Large portions of this book were written and other portions revised during the 2010–2011 academic year, while I was in Berlin as a DAAD Guest Professor at the Freie Universität, Berlin. I want to thank Dr. Teresa Kennedy, my former chair at the University of Mary Washington, for helping me to obtain the leave time so that I could spend the year in Berlin working on this project. That year would not have been possible without the financial support provided by the German Academic Exchange Service, and I want to thank them for facilitating the exchange. I also want to thank Erika Fischer-Lichte for her efforts to bring me to Berlin in the first place. Large parts of my last book were written while I was on a Fulbright Teaching Fellowship, and once again Erika has been absolutely instrumental in helping me to finish a book project. I am extremely grateful to her for the support that she has extended to me, not only in helping me get to Berlin, but also through our interactions while I was there.
Coincidentally, Jean Graham-Jones was also in Berlin during part of my year there, and thus I was able to have important conversations with her at decisive moments in the final stages of the writing. While these were extensions of conversations that she and I have been having about the avant-gardes for many, many years, these Berlin conversations came at decisive moments in the book project. Her insights are greatly appreciated.
Finally, I want express, once again, my gratitude to LeAnn Fields. Her support of this project has been unwavering from the first time that I mentioned it to her, and her support of my scholarship throughout my career has been decisive to any success I might now enjoy.
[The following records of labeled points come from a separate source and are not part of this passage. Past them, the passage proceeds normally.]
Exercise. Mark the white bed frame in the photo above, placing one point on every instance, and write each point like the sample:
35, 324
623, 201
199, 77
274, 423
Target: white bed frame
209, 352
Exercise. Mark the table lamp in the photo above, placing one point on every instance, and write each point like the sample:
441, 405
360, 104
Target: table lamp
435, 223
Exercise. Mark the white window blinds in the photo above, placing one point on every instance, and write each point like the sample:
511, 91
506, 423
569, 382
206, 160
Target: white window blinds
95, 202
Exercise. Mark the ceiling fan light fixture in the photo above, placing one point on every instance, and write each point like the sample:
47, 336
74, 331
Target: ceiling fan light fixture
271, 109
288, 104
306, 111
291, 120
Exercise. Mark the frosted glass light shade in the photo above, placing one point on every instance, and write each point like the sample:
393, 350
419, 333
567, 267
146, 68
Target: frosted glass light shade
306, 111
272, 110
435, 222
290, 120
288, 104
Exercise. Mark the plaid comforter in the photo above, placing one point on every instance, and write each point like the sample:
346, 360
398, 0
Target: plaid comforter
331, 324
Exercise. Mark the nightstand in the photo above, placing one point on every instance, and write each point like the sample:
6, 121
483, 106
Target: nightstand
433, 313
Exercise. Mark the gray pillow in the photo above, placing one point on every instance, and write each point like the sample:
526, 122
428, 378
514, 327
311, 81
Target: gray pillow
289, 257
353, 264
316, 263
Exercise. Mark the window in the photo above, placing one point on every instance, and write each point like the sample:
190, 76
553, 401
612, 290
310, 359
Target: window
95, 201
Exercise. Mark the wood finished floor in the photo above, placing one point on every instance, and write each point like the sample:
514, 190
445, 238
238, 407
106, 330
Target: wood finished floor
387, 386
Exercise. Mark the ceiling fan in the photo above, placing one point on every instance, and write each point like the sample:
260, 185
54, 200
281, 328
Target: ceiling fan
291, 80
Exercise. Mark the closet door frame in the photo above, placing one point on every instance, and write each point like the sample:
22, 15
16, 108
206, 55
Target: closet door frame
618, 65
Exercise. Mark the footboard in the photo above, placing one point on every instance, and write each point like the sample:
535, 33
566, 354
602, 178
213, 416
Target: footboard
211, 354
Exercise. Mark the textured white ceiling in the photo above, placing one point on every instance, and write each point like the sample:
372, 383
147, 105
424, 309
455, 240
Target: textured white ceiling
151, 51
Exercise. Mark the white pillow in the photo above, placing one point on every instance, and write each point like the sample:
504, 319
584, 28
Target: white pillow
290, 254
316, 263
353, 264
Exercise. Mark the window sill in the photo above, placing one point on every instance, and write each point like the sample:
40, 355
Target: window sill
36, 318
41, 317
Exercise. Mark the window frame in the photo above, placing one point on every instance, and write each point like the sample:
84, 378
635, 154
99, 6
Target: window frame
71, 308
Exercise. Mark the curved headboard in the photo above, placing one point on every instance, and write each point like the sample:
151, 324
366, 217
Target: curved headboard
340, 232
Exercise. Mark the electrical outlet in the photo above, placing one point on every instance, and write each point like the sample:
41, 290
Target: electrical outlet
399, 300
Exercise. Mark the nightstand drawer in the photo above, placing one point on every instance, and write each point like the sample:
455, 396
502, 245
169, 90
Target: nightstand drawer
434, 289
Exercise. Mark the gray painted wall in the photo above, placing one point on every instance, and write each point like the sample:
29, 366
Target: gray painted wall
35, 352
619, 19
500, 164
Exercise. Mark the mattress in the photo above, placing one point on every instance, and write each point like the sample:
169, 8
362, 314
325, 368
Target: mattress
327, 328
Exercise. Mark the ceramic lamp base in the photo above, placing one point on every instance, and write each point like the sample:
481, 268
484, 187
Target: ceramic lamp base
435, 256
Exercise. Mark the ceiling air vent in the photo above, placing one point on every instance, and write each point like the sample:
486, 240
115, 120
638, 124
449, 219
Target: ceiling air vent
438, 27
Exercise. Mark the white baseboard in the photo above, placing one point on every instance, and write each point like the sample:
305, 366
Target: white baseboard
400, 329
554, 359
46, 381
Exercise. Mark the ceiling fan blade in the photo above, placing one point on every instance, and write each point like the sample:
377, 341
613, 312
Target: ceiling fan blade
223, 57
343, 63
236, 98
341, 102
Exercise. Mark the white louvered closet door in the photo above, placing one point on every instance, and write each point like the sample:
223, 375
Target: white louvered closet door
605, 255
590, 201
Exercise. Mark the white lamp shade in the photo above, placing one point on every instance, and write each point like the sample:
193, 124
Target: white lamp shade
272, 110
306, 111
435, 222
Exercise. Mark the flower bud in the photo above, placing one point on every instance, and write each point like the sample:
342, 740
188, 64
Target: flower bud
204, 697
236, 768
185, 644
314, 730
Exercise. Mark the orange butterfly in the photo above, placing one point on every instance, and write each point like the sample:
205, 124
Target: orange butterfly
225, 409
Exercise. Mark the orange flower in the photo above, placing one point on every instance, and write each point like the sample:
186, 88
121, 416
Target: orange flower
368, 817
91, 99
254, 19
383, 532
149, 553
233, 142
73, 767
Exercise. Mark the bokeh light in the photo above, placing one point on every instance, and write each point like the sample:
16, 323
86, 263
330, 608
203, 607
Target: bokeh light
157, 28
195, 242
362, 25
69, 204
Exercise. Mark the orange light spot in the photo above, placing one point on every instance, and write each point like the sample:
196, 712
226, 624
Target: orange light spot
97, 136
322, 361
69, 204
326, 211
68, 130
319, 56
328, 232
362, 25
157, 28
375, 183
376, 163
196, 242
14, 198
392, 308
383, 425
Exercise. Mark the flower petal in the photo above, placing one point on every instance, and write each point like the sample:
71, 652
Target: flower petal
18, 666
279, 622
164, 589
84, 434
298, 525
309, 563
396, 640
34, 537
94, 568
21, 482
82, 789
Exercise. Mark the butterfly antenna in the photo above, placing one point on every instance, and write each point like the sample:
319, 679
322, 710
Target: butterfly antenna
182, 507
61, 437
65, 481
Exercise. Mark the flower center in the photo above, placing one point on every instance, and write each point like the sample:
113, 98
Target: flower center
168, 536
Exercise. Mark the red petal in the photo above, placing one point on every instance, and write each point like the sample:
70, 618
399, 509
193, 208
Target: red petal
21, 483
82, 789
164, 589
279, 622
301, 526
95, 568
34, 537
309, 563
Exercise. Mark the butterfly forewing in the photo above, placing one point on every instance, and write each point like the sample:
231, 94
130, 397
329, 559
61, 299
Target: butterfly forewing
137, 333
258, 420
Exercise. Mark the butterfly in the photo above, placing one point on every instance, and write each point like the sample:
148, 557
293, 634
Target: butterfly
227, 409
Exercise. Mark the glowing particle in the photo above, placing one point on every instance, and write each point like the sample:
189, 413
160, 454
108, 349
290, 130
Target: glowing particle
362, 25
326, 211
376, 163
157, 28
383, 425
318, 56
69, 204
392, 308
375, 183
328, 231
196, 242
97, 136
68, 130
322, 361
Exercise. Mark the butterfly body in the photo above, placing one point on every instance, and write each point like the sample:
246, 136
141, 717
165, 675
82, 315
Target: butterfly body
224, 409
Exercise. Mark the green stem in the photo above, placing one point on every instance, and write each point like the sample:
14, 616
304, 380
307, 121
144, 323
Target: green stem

Her keen understanding of publishing and scholarship have been absolutely invaluable to this project, to virtually all of my other projects, and to our profession in general. It is a rare privilege to work with an editor like LeAnn. I value her frankness, I admire her savvy, and I trust her counsel.
Some acknowledgments regarding the particular content of this book are in order:
Chapter 2 is a longer and substantially revised version of the article “From Anti-culture to Counter-Culture: the Emergence of American Avantgarde Performance Events,” which originally appeared in Ereignis: Konzeptionen einies Begriffs in Geschichte, Kunst und Literatur, ed. Thomas Rathmann (Köln, Weimar und Wein: Böhlau Verlag, 2003), 243–71. Chapter 4 is a longer and revised version of the article “Exile from Alienation: Brechtian Aesthetics, the Death of the Director, and Peter Brook’s Mahabharata,” which appeared in Modern Drama 44.4 (2001): 416–36. The actual publication date was fall 2002. Chapter 5 originally appeared in Not the Other Avant-Garde: The Transnational Foundations of Avant-Garde Performance, ed. James Harding and John Rouse (Ann Arbor: University of Michigan Press, 2006), 18–40. A very small section from Chapter 6 also appears as part of “Introduction: Intersections,” Avant-Garde Performance and Material Exchange: Vectors of the Radical, ed. Mike Sell (New York: Palgrave MacMillan, 2011).